The Scenario: A Widow With Modest Earnings

Sandy is a widow approaching full retirement age. She must decide if she will take benefits from her own work record before full retirement age and then claim her widow’s benefit at full retirement age — or take widow’s benefits before full retirement age.

The claiming calculus in this situation is made less complex because the benefits on Sandy’s work record will not exceed the widow’s benefit even if she waits until age 70.

In the scenario, Sandy’s full retirement age is 66 and 8 months — she was born in October 1958 — while her full benefit age for the widow’s benefit is age 66 and 4 months. Her actuarially projected death age is just over 87.

Finally, the survivor benefit amount at full benefit age is $2,599, compared with her personal worker benefit of $1,425.

What the Numbers Show

Unlike many prior case studies showing that claiming decisions can vary by hundreds of thousands of dollars of projected lifetime benefits, this case has a fairly modest difference, about $20,000, among the three potential claiming strategies that are on the table.

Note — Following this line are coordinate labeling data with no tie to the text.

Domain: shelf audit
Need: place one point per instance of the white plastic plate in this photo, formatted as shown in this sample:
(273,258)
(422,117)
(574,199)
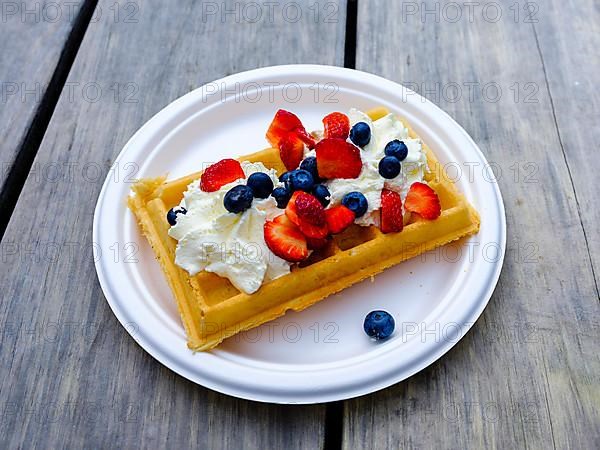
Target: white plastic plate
(322,353)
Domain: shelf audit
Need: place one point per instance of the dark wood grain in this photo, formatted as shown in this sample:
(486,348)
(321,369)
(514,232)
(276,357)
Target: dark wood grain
(528,374)
(72,375)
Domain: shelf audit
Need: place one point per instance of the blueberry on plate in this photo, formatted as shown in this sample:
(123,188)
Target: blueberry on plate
(396,148)
(322,193)
(172,214)
(261,184)
(379,325)
(355,202)
(310,165)
(389,167)
(300,180)
(238,199)
(282,196)
(360,134)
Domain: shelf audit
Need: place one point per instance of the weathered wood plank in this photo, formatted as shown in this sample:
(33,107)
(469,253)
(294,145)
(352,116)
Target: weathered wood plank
(33,36)
(528,373)
(66,352)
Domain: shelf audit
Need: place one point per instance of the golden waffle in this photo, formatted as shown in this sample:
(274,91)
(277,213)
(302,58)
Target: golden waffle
(212,309)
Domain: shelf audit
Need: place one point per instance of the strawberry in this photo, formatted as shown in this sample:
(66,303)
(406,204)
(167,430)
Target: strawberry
(286,242)
(337,158)
(338,218)
(285,122)
(220,174)
(310,209)
(423,200)
(291,150)
(391,212)
(337,125)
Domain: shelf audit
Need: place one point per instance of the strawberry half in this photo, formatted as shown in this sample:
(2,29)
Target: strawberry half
(337,158)
(221,173)
(423,200)
(286,242)
(336,125)
(291,150)
(338,218)
(391,212)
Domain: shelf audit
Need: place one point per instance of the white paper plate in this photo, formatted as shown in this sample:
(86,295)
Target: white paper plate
(322,353)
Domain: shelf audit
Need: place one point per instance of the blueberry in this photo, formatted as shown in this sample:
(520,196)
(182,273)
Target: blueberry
(238,199)
(300,180)
(389,167)
(281,196)
(396,148)
(322,194)
(356,202)
(360,134)
(310,165)
(379,325)
(261,184)
(172,214)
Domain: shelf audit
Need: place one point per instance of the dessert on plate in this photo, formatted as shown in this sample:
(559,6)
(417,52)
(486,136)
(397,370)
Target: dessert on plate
(249,238)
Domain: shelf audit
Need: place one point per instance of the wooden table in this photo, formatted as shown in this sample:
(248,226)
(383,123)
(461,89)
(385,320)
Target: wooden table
(79,78)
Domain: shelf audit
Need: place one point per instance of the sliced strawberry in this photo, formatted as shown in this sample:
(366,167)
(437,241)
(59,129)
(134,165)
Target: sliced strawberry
(221,173)
(286,122)
(291,150)
(423,200)
(336,125)
(286,242)
(310,209)
(337,158)
(316,244)
(338,218)
(391,212)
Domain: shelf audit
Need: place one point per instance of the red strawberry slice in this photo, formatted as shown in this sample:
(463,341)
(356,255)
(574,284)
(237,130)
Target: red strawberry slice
(338,218)
(221,173)
(423,200)
(391,212)
(310,209)
(337,125)
(285,122)
(291,150)
(337,158)
(286,242)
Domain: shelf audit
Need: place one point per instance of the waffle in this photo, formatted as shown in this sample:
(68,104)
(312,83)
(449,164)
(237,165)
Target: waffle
(212,309)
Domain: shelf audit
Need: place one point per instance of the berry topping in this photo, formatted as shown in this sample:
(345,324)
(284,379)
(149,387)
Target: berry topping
(338,218)
(238,199)
(281,196)
(423,200)
(310,209)
(396,148)
(337,158)
(355,202)
(391,212)
(219,174)
(379,325)
(172,214)
(322,194)
(285,241)
(389,167)
(291,150)
(261,184)
(360,134)
(300,180)
(310,165)
(286,122)
(337,125)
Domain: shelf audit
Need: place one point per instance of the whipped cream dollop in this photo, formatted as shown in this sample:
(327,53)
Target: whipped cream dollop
(370,182)
(231,245)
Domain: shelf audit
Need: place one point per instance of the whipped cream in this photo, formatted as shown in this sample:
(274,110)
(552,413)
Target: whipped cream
(231,245)
(370,182)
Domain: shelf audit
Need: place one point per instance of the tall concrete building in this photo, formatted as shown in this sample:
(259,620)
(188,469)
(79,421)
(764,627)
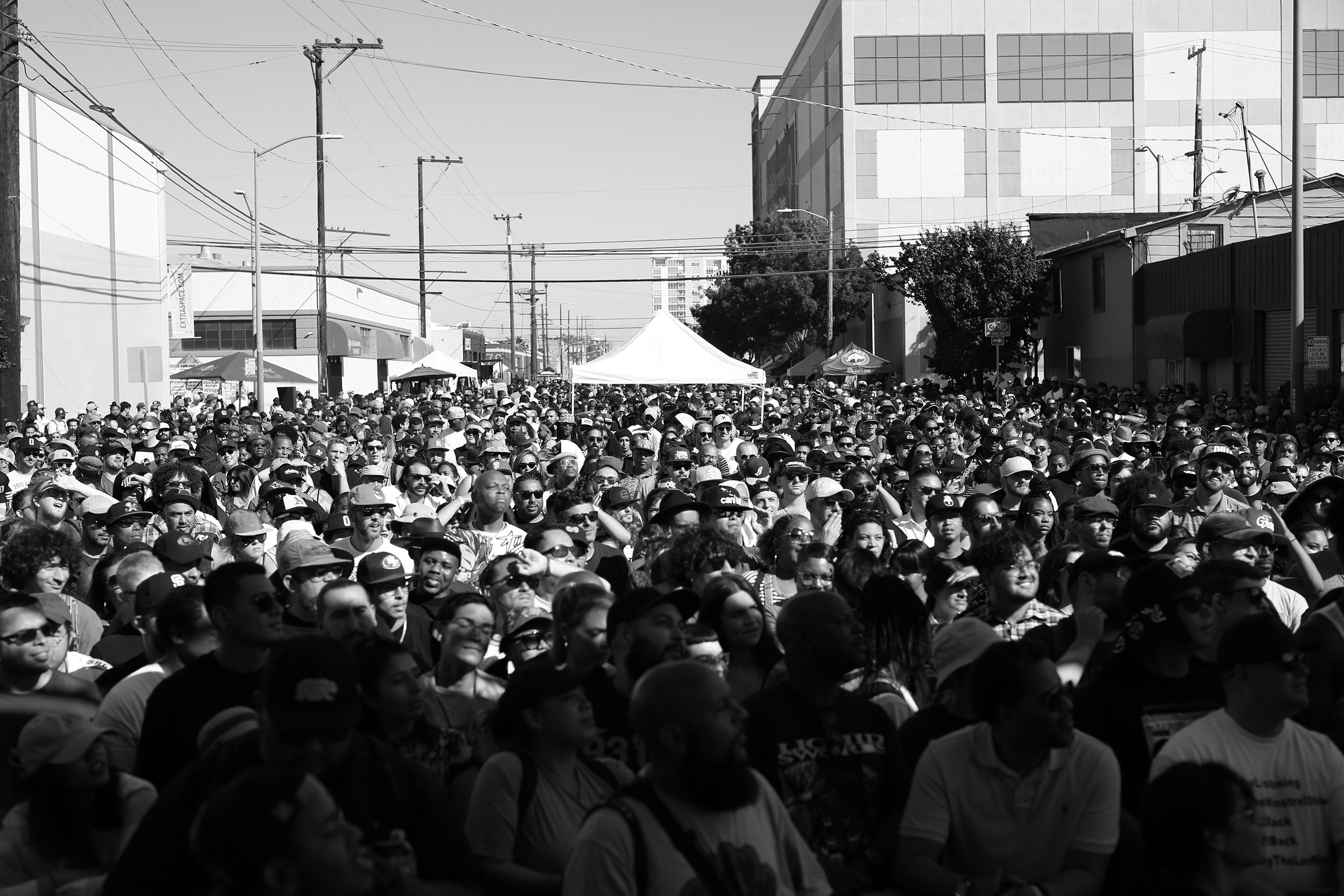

The least effective approach would have seen Sandy file in January 2024 for a slightly reduced survivor benefit of $2,471. This would give her an anticipated payout of $647,350.

Sandy would get about $5,000 more in projected benefits if she waited for February 2025 to claim her full survivor benefit of $2,599 at age 66 and 4 months.

The best approach, according to the authors, would be for Sandy to have filed for a reduced worker benefit of $1,290 in January 2024. Then, in February 2025, she files for the full survivor benefit, resulting in a total projected lifetime benefit of $667,829.

Bonus Insights: An Important Word on Survivors

Marcia Mantell, a Social Security claiming expert, recently wrote an article for ThinkAdvisor examining a case in which a relatively young surviving spouse is facing a similar set of considerations.

In addition to Mantell running the numbers herself, her analysis also warns advisors that estimates provided by the Social Security Administration in such cases do not provide enough information for an informed claiming decision.

On one hand, it is typically best for widows to delay their biggest benefit until it’s maximized, but even that general rule leaves advisors with dots to connect, Mantell warned.

Additional critical pieces of information include:

  • Is she still working? If so, how much does she earn? The earnings limit test applies to both worker benefits and survivor benefits.
  • Does she also have a public pension from uncovered wages? That would reduce her own benefit by the Windfall Elimination Provision and her survivor benefit by the Government Pension Offset.
  • Has she remarried? If so, at what age?

“Unless she needs to start her best benefit early, it is not a recommended strategy,” Mantell concluded. “Starting her largest benefit now will deliver a substantially smaller benefit throughout her oldest years. Annual cost-of-living adjustments are based on her starting benefit amount, which will be significantly smaller.”

As in Sandy’s case, by waiting to claim her highest benefit at her survivor full retirement age, Mantell’s case can still start her own benefits sooner, then maximize her bigger survivor benefit.

“That would result in an increase of more than $550 a month,” Mantell noted. “It’s worth waiting if possible.”